Das Oberlandesgericht (OLG) München hat entschieden, dass die Schwiegertochter des verstorbenen Sohnes der Erblasserin
nicht im Wege der ergänzenden Auslegung des Erbvertrags als Ersatzerbin eingesetzt werden kann.
Es fehlten ausreichende Anhaltspunkte für einen entsprechenden hypothetischen Willen der Erblasser.
Sachverhalt:
Ergänzende Auslegung eines Erbvertrages
Die Erblasserin und ihr vorverstorbener Ehemann hatten in einem Erbvertrag ihren Sohn als Alleinerben eingesetzt und dessen Abkömmlinge als Ersatzerben.
Der Sohn verstarb jedoch vor der Erblasserin, ohne Abkömmlinge zu hinterlassen.
Die Schwiegertochter des Sohnes beantragte einen Erbschein, der sie als Alleinerbin ausweist.

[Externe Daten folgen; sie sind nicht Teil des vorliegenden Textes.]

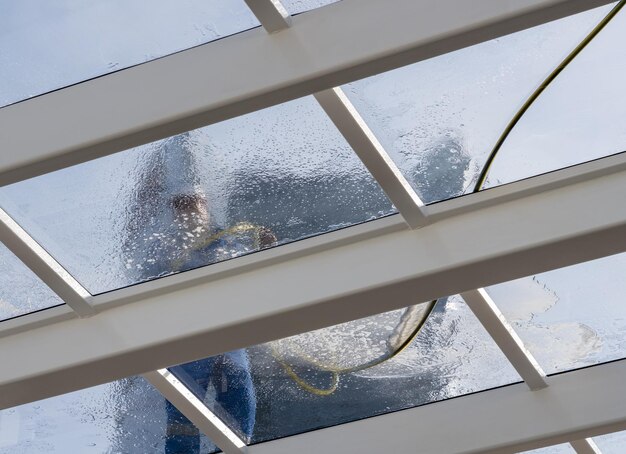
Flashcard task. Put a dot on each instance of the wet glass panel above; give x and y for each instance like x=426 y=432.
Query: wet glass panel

Sie argumentierte, dass sie im Wege der ergänzenden Auslegung des Erbvertrags als Ersatzerbin anzusehen sei.
Entscheidung des OLG:
Das OLG wies den Antrag der Schwiegertochter zurück.
Begründung:
Ergänzende Auslegung: Eine ergänzende Auslegung eines Testaments oder Erbvertrags kommt nur in Betracht, wenn eine planwidrige Regelungslücke besteht und der hypothetische Wille des Erblassers festgestellt werden kann.
Ergänzende Auslegung eines Erbvertrages
Keine Regelungslücke: Im vorliegenden Fall war nicht ersichtlich, dass die Erblasser eine Regelungslücke übersehen hatten. Es war ebenso wahrscheinlich, dass sie bewusst keine weitere Ersatzerbenregelung getroffen hatten.
Kein hypothetischer Wille: Selbst wenn eine Regelungslücke angenommen würde, konnte kein hypothetischer Wille der Erblasser festgestellt werden, die Schwiegertochter als Ersatzerbin einzusetzen.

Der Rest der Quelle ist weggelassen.